Expansion of TCF7⁺NK cells in HIV-1 infection

Finally, the effect of HIV-1 on the percentage of TCF7⁺NK cells in blood was assessed. As compared with HIV-1⁻ individuals, TCF7⁺NK cells were significantly upregulated in HIV-1 viremic and ART suppressed individuals, but not in spontaneous controllers (Fig. 8a and Supplementary Table 1,2). These results indicate that TCF7⁺NK cells may be increased due to the inflammation that persists despite suppression of viremia by ART, and that these cells may themselves contribute to the ongoing inflammation under these conditions. In contrast to HIV-1⁻ people, in whom TCF7 was almost exclusively expressed in CD94⁺CD56^hiNK cells (Fig. 3f,g), HIV-1⁺ individuals with uncontrolled viremia or under ART also had increased TCF7 levels on CD94⁻CD56^dim NK cells (Fig. 8b and Supplementary Table 1,2). The percentage of either CD56^hiNK cells or of TCF7⁺NK cells correlated inversely with the percentage of blood ILCs, indicating that HIV-1-associated inflammation had opposite effects on NK cells and ILCs (Fig. 8c, Extended Data Fig. 7e and Supplementary Table 1). A similar increase with HIV-1 infection was observed for another memory NK marker, NKG2C (Fig. 8d and Supplementary Table 2). Analogous to the expansion of memory T cells associated with the chronic inflammation that accompanies HIV-1 infection¹, CD94⁺NK cells and CD94⁺TCF7⁺ memory NK cells are both likely to have expanded from CD94⁻NK cells in response to the elevated systemic cytokines that accompany HIV-1 infection (Fig. 8e).

Fig. 8 |. Expansion of TCF7⁺NK cells during HIV-1 infection.

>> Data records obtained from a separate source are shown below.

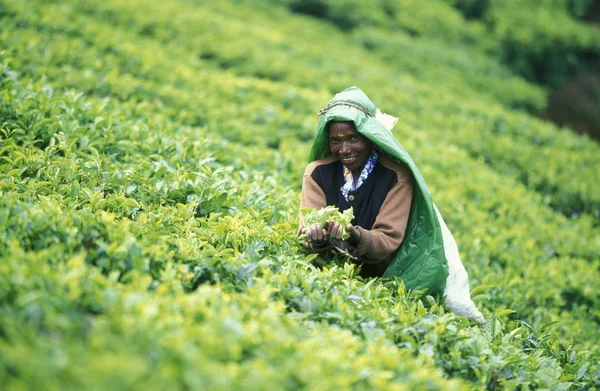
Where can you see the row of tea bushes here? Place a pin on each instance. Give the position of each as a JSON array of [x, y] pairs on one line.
[[125, 192]]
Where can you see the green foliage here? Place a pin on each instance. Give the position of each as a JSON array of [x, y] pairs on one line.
[[150, 171], [311, 216]]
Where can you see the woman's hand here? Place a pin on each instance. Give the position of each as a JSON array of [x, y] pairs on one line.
[[334, 231], [315, 234]]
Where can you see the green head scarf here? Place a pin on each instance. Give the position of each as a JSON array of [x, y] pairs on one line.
[[421, 261]]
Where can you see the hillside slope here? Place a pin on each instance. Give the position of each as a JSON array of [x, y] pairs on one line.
[[150, 163]]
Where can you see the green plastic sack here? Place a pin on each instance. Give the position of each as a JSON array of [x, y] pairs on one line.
[[420, 262]]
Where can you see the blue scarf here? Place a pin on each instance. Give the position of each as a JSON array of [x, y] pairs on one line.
[[349, 185]]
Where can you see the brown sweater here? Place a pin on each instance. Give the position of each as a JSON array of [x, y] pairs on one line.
[[381, 207]]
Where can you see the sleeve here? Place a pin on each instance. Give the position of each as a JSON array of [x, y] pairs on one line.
[[388, 230]]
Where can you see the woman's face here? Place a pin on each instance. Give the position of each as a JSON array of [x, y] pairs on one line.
[[351, 147]]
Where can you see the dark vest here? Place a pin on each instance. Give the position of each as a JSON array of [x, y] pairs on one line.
[[366, 200]]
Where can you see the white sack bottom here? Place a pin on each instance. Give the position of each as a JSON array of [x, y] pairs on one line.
[[457, 292]]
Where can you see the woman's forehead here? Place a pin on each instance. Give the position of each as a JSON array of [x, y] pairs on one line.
[[345, 128]]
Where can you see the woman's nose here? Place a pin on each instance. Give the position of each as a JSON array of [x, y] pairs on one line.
[[345, 147]]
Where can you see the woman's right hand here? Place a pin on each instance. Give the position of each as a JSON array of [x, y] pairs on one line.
[[315, 234]]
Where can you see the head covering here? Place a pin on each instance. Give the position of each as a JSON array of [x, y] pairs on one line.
[[421, 261]]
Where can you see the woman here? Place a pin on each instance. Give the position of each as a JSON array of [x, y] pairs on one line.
[[356, 162]]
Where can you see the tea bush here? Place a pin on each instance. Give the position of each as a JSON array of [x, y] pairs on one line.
[[149, 191]]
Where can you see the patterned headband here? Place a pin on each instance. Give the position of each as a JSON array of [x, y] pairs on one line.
[[324, 110]]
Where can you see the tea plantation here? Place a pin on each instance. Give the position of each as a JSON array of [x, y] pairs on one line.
[[151, 156]]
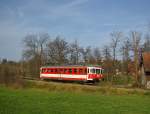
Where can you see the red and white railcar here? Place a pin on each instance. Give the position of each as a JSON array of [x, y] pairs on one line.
[[73, 73]]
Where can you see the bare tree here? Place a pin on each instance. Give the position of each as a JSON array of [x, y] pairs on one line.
[[57, 51], [75, 52], [146, 45], [116, 37], [43, 38], [33, 53], [87, 53], [125, 50], [97, 55]]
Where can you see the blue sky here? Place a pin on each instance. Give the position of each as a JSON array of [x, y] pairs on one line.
[[88, 21]]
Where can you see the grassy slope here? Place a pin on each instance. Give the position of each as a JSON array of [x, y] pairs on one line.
[[36, 101]]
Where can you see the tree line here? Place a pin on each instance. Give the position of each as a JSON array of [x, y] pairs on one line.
[[120, 57]]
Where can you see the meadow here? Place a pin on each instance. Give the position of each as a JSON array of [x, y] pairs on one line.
[[49, 101]]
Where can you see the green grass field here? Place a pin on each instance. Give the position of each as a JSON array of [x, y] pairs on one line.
[[38, 101]]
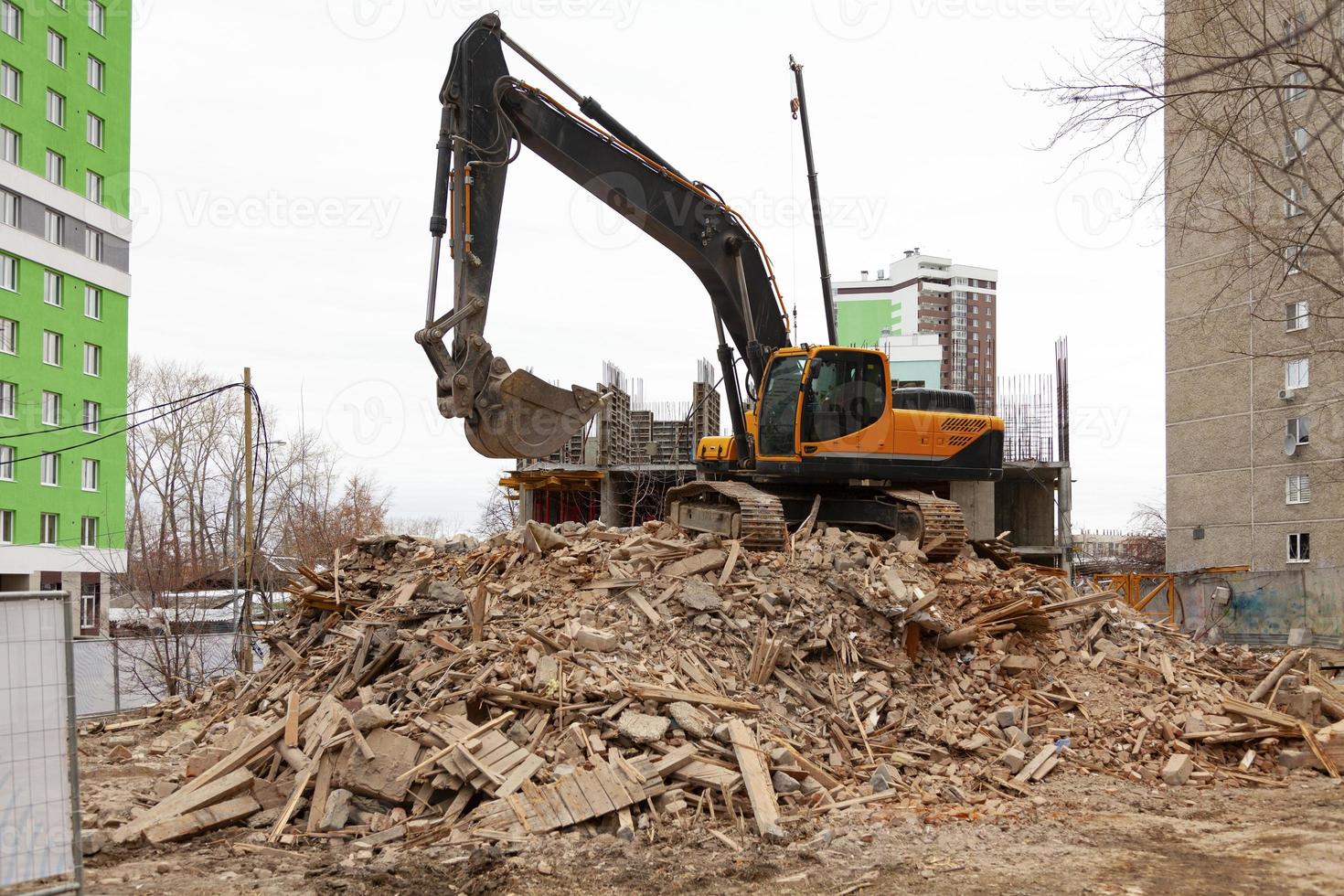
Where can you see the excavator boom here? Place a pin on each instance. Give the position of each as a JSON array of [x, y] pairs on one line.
[[486, 117]]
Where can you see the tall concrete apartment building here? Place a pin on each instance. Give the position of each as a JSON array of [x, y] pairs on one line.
[[65, 160], [928, 294], [1254, 369]]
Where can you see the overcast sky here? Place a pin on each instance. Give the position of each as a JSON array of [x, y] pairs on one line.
[[283, 159]]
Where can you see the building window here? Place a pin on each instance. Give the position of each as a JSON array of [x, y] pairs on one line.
[[56, 48], [1296, 374], [1297, 430], [1296, 316], [1295, 258], [1295, 28], [93, 359], [89, 475], [1293, 200], [11, 20], [57, 168], [10, 145], [1295, 144], [91, 613], [51, 348], [1298, 489], [51, 469], [53, 288], [54, 228], [11, 82], [51, 409], [1298, 547], [1296, 85], [56, 109]]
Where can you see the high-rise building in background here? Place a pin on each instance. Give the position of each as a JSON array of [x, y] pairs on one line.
[[65, 160], [928, 294]]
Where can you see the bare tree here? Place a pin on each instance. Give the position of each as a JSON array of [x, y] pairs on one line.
[[1250, 96], [499, 512]]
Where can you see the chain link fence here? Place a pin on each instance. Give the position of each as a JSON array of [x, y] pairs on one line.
[[39, 756]]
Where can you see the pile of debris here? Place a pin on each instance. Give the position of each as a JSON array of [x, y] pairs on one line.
[[629, 678]]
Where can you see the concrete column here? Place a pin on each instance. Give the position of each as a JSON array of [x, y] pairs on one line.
[[611, 500]]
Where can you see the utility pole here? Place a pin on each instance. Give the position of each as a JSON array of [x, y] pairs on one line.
[[800, 109], [245, 658]]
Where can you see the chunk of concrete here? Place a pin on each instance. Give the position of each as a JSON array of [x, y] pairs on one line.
[[691, 719], [882, 778], [337, 810], [643, 729], [595, 640], [1178, 770], [1014, 758], [785, 784], [699, 595], [375, 715]]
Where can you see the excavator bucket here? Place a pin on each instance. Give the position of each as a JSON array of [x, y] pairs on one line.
[[526, 417]]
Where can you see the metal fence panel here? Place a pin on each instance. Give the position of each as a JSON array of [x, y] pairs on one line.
[[39, 790]]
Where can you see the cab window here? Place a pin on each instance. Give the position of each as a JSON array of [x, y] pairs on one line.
[[846, 392], [780, 406]]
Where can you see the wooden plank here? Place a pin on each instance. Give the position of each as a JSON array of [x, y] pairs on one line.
[[203, 819], [292, 720], [322, 789], [734, 549], [528, 767], [594, 793], [755, 778], [186, 801], [572, 798], [675, 695]]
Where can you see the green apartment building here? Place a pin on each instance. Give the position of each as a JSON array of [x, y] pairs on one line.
[[65, 281]]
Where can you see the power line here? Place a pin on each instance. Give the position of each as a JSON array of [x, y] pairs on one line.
[[125, 429], [119, 417]]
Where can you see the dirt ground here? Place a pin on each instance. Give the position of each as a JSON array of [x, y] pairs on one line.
[[1078, 835]]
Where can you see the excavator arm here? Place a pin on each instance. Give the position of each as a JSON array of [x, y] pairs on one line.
[[486, 117]]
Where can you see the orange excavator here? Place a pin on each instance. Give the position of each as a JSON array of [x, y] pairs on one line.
[[816, 429]]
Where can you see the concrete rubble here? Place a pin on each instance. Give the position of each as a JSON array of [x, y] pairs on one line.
[[581, 677]]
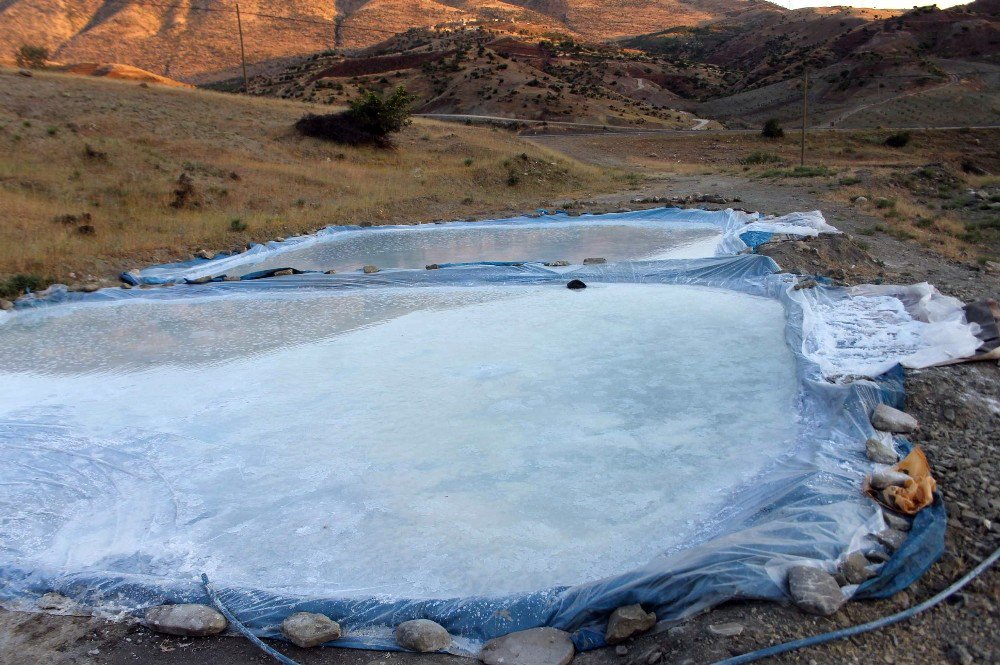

a, Percent TCF7⁺NK cells among Lin⁻CD56⁺ PBMCs in HIV-1⁻ (n=60), HIV-1⁺ viremic (n=46), HIV-1⁺ on ART (n=50), and HIV-1⁺ spontaneous controllers (n=40). Cohort characteristics described in Supplementary Table 1,2. b, Percent TCF7⁺NK cells from Lin⁻CD56⁺CD94⁻NK subsets of HIV-1⁻ (n=61), HIV-1⁺ viremic (n=49), HIV-1⁺ on ART (n=57), and HIV-1⁺ spontaneous controllers (n=40) (Supplementary Table 1,2) c, Correlation of ILCs with CD56^hiNK cells. Samples are detected from HIV-1⁺ viremic individuals, ART suppressed HIV-1⁺ individuals (ART), and HIV-1⁺ individuals who spontaneously control viremia without ART (Supplementary Table 1) (n=113). The correlation coefficient (R) was determined by Pearson, p value for the slope being zero was determined by the F-test. d, Percent NKG2C on Lin⁻CD56⁺ PBMCs from HIV-1⁻ (n=9) and HIV-1⁺ (n=10, under ART) individuals (Supplementary Table 2). e, Model for effect of HIV-1 infection on NK cell subsets. Data are mean ± s.e.m.; a, b and d, two-tailed unpaired t-test. ns, not significant, *p<0.01, **p<0.001.

Discussion

ART suppresses HIV-1 viremia, preserves CD4⁺ T cells, and prevents progression to AIDS. Nonetheless, non-AIDS inflammatory pathology has been observed in such individuals¹. This inflammation has been attributed to disruption of the intestinal epithelium², the integrity of which is maintained by homeostatic cytokines produced by lamina propria CD4⁺T_H17 cells and ILC3s. Experiments here, with tissues from HIV-1⁺ people on ART with undetectable viremia, demonstrate reduced ILC3s, neutrophil infiltration, and MX1⁺ cells in the intestine, and elevated plasma sCD14. Given that blood ILCs are disrupted soon after HIV-1 infection⁴, it is likely that colon lamina propria ILCs are also depleted during acute HIV-1 infection, with attendant loss of epithelial barrier function, and chronic inflammation despite pharmacologic suppression of viremia.

ILCs do not express CD4 or CCR5, the essential HIV-1 entry receptors, and infection of ILCs ex vivo is undetectable with either CCR5-tropic or CXCR4-tropic HIV-1⁴. It is therefore more likely that ILCs are eliminated by stimulation with the common γ-chain cytokines associated with acute HIV-1 infection¹, rather than by direct HIV-1 infection. In contrast to the CD4⁺ T cell recovery often observed with ART, ILC reduction appears permanent, perhaps due to ablation of a dedicated ILC precursor. Alternatively, ILC depletion might be an ongoing response to inflammation that could be interrupted with JAK3 inhibitors like the one used here to protect ILCs from cytokine stimulation ex vivo.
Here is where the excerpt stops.